Parameters for statistical testing.

| Parameter | Default | Description |
|-----------|---------|-------------|
| `filter_type` | `t-test` | Type of initial filter for preprocessing positions. |
| `preprocess_between_groups` | `true` | Enable preprocessing for between-group comparisons. |
| `preprocess_within_groups` | `true` | Enable preprocessing for within-group comparisons. |
| `max_zero_count` | `4` | Maximum number of zero-frequency samples allowed per position in preprocessing. |
| `p_value_threshold` | `0.05` | Significance threshold (alpha) for statistical tests. |
| `fdr_group_by_mag_id` | `false` | If true, apply FDR correction within each MAG. If false, apply across all positions. |
| `min_positions_after_preprocess` | `1` | Minimum number of positions required after preprocessing to proceed with analysis. |

**Example:**

```yaml
statistics:
  filter_type: t-test
  preprocess_between_groups: true
  preprocess_within_groups: true
  max_zero_count: 4
  p_value_threshold: 0.05
  fdr_group_by_mag_id: false
  min_positions_after_preprocess: 1
```

---

### dnds

Parameters for dN/dS (synonymous/non-synonymous) ratio calculations.

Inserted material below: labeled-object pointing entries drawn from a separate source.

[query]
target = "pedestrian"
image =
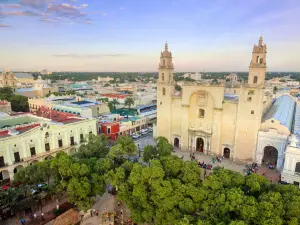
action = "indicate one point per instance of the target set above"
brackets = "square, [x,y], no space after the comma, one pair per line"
[22,221]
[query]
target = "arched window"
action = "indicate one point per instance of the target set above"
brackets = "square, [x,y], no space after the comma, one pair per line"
[257,59]
[297,168]
[255,80]
[201,113]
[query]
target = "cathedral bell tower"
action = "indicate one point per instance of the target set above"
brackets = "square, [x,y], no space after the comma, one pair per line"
[258,65]
[165,90]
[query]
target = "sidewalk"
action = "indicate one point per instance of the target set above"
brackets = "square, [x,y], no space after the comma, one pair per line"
[47,208]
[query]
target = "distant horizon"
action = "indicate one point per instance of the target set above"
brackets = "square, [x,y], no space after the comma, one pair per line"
[148,72]
[124,35]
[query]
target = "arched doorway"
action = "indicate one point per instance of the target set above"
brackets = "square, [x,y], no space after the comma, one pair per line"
[226,153]
[199,145]
[4,176]
[18,168]
[176,142]
[297,168]
[270,156]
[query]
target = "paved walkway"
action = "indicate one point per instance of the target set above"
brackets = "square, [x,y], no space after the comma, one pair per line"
[107,203]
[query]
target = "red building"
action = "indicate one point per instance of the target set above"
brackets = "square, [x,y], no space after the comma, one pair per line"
[110,129]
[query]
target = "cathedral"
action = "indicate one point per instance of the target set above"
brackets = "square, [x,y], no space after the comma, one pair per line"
[214,118]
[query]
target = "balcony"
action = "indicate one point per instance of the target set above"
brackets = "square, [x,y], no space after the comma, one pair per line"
[198,127]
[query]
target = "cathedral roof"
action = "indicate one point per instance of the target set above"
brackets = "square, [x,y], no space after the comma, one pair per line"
[166,53]
[283,110]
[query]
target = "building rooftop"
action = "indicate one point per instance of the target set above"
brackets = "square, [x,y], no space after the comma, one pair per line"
[231,97]
[283,110]
[113,95]
[23,75]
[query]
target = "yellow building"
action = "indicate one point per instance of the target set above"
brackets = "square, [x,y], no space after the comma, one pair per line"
[211,118]
[26,139]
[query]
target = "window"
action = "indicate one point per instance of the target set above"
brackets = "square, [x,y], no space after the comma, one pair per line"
[17,156]
[201,113]
[297,168]
[251,92]
[32,151]
[60,143]
[2,161]
[72,141]
[255,80]
[47,147]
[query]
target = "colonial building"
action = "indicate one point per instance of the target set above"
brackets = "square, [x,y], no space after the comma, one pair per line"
[27,138]
[210,118]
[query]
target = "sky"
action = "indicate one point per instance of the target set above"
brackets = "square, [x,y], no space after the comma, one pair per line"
[128,35]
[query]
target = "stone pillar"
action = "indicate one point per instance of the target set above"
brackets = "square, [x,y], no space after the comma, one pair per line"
[185,128]
[215,145]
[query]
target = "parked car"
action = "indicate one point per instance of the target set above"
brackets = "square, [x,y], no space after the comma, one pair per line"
[135,136]
[145,131]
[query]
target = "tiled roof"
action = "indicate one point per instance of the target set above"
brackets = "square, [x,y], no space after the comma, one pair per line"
[283,110]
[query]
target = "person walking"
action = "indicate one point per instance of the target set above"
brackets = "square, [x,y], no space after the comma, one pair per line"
[22,221]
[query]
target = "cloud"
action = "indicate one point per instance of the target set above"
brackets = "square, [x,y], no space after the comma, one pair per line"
[36,4]
[48,20]
[13,6]
[19,13]
[88,55]
[4,25]
[66,11]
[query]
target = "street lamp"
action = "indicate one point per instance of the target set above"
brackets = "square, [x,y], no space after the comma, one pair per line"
[139,150]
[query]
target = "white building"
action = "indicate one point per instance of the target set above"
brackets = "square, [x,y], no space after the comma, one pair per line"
[195,76]
[26,139]
[274,132]
[292,83]
[105,79]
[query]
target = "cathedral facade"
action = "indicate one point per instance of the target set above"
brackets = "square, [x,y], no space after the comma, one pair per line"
[213,118]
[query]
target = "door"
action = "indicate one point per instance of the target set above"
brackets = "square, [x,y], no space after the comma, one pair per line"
[2,161]
[47,147]
[17,156]
[32,151]
[200,145]
[72,140]
[60,143]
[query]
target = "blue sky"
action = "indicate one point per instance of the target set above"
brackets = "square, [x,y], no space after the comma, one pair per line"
[128,35]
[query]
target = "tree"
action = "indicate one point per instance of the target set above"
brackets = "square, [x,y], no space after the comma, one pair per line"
[129,102]
[110,106]
[19,103]
[115,102]
[178,88]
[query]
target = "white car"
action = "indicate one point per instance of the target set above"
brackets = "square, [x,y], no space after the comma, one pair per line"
[144,131]
[135,136]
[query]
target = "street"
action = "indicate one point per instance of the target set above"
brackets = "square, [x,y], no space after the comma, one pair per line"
[145,140]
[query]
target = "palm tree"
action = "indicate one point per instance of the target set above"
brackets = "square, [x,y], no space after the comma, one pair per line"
[129,102]
[115,102]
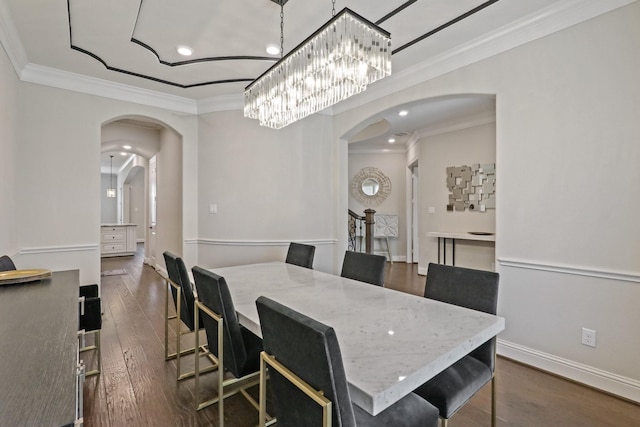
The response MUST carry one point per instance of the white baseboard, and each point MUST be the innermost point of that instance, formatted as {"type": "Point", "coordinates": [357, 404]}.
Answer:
{"type": "Point", "coordinates": [608, 382]}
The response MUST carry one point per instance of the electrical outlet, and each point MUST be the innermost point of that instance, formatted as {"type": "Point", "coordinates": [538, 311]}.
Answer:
{"type": "Point", "coordinates": [589, 337]}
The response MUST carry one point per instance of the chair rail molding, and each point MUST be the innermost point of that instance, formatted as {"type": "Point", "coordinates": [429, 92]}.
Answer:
{"type": "Point", "coordinates": [609, 382]}
{"type": "Point", "coordinates": [569, 269]}
{"type": "Point", "coordinates": [56, 249]}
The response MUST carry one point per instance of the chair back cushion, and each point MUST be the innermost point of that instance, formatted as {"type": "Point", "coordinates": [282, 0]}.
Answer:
{"type": "Point", "coordinates": [6, 263]}
{"type": "Point", "coordinates": [179, 275]}
{"type": "Point", "coordinates": [469, 288]}
{"type": "Point", "coordinates": [213, 292]}
{"type": "Point", "coordinates": [310, 350]}
{"type": "Point", "coordinates": [300, 254]}
{"type": "Point", "coordinates": [368, 268]}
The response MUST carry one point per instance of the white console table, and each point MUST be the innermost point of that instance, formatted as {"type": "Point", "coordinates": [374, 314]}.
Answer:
{"type": "Point", "coordinates": [460, 235]}
{"type": "Point", "coordinates": [117, 239]}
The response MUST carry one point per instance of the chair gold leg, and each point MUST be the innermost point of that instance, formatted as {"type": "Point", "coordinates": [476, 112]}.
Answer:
{"type": "Point", "coordinates": [96, 347]}
{"type": "Point", "coordinates": [493, 401]}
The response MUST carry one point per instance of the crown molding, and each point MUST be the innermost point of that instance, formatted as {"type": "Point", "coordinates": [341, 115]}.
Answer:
{"type": "Point", "coordinates": [556, 17]}
{"type": "Point", "coordinates": [53, 77]}
{"type": "Point", "coordinates": [398, 150]}
{"type": "Point", "coordinates": [560, 15]}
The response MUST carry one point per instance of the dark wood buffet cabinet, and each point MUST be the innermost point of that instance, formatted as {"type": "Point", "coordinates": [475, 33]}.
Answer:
{"type": "Point", "coordinates": [41, 375]}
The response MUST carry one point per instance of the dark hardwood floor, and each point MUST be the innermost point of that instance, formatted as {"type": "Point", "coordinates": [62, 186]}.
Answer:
{"type": "Point", "coordinates": [137, 387]}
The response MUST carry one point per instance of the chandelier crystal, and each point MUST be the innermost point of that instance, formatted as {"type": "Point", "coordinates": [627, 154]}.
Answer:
{"type": "Point", "coordinates": [337, 61]}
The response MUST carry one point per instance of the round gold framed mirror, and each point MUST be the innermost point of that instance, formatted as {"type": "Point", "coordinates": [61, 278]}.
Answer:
{"type": "Point", "coordinates": [370, 186]}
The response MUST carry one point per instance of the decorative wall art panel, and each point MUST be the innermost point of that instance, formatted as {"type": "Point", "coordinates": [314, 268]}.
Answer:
{"type": "Point", "coordinates": [472, 187]}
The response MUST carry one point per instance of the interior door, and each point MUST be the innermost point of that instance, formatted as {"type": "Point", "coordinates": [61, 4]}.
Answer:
{"type": "Point", "coordinates": [153, 198]}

| Parameter | Default | Description |
|-----------|---------|-------------|
| `p_value_column` | `q_value` | Column name to use for significance in dN/dS calculations. |
| `dn_ds_test_type` | `two_sample_unpaired_tTest` | Type of statistical test to use for dN/dS analysis. |

**Example:**

```yaml
dnds:
  p_value_column: q_value
  dn_ds_test_type: two_sample_unpaired_tTest
```

---

### resources

Computational resource allocation for cluster execution.

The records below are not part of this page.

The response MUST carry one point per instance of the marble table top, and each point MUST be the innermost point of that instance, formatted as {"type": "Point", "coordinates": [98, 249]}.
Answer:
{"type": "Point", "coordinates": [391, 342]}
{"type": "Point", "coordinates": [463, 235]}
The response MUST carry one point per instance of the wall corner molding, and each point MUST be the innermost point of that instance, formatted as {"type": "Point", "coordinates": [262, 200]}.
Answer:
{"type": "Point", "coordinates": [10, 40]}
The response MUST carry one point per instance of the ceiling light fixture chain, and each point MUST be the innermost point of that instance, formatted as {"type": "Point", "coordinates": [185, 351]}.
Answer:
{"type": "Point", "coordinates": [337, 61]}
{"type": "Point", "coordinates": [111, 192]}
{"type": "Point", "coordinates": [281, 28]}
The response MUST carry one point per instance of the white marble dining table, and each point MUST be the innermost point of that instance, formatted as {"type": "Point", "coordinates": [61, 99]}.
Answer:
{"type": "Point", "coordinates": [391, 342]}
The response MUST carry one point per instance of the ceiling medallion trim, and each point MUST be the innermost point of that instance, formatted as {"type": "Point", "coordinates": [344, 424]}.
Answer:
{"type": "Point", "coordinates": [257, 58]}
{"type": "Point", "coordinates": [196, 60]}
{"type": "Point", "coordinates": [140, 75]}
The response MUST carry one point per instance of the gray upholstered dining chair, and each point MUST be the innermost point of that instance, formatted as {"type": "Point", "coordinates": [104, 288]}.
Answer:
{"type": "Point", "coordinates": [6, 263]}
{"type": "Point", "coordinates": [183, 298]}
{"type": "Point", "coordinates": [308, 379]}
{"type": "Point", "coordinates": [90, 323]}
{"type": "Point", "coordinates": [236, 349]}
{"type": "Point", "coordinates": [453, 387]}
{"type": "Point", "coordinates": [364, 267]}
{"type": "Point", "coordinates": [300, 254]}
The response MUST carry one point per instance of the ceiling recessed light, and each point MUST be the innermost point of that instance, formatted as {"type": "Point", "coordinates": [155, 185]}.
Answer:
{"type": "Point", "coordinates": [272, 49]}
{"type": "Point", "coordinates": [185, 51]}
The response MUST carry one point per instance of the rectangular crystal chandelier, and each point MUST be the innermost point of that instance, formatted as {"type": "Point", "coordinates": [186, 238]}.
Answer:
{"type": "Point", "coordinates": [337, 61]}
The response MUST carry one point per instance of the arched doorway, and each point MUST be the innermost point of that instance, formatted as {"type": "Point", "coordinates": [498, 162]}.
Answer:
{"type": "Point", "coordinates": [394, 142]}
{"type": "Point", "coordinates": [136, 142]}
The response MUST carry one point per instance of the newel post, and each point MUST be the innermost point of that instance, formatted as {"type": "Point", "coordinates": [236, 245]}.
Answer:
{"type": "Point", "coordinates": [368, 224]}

| Parameter | Default | Description |
|-----------|---------|-------------|
| `threads_per_job` | `16` | Number of CPU threads allocated to each job. |
| `mem_per_job` | `8G` | Memory allocation per job. Formats: `8G`, `16GB`, `8192M`. |
| `time` | `24:00:00` | Maximum wall time per job in HH:MM:SS format. |

**Example:**

```yaml
resources:
  threads_per_job: 16
  mem_per_job: 8G
  time: '24:00:00'
```

---

## Complete Configuration Example

```yaml
run_name: diet_microbiome_study

input:
  fasta_path: /data/mags/combined_mags.fasta
  prodigal_path: /data/mags/prodigal_genes.fna
  metadata_path: /data/metadata/samples_with_bam.tsv
  gtdb_path: /data/taxonomy/gtdbtk.bac120.summary.tsv
  mag_mapping_path: /data/mags/mag_mapping.tsv

output:
  root_dir: ./results

log_level: INFO

analysis:
  data_type: longitudinal
  allele_analysis_only: false
  use_lmm: true
  use_significance_tests: true
  use_cmh: true
  timepoints_combinations:
    - timepoint: [pre, post]
      focus: post
  groups_combinations:
    - [high_fat, control]

quality_control:
  min_sample_num: 4
  breadth_threshold: 0.1
  coverage_threshold: 1.0
  disable_zero_diff_filtering: false

profiling:
  ignore_orphans: true
  min_base_quality: 30
  min_mapping_quality: 2
  ignore_overlaps: true

statistics:
  filter_type: t-test
  preprocess_between_groups: true
  preprocess_within_groups: true
  max_zero_count: 4
  p_value_threshold: 0.05
  fdr_group_by_mag_id: false
  min_positions_after_preprocess: 1

dnds:
  p_value_column: q_value
  dn_ds_test_type: two_sample_unpaired_tTest

resources:
  threads_per_job: 16
  mem_per_job: 8G
  time: '24:00:00'
```

## Quick Tips

- **breadth_threshold**: Start with `0.1` (10% coverage); increase for high-coverage data
- **min_sample_num**: Minimum `4` samples per group for robust inference
- **min_base_quality**: Keep at `30` for Illumina; lower to `20` for older data
- **Resource allocation**: Adjust `threads_per_job` and `mem_per_job` based on MAG sizes

For worked examples, see [Use Cases](../examples/use_cases.md).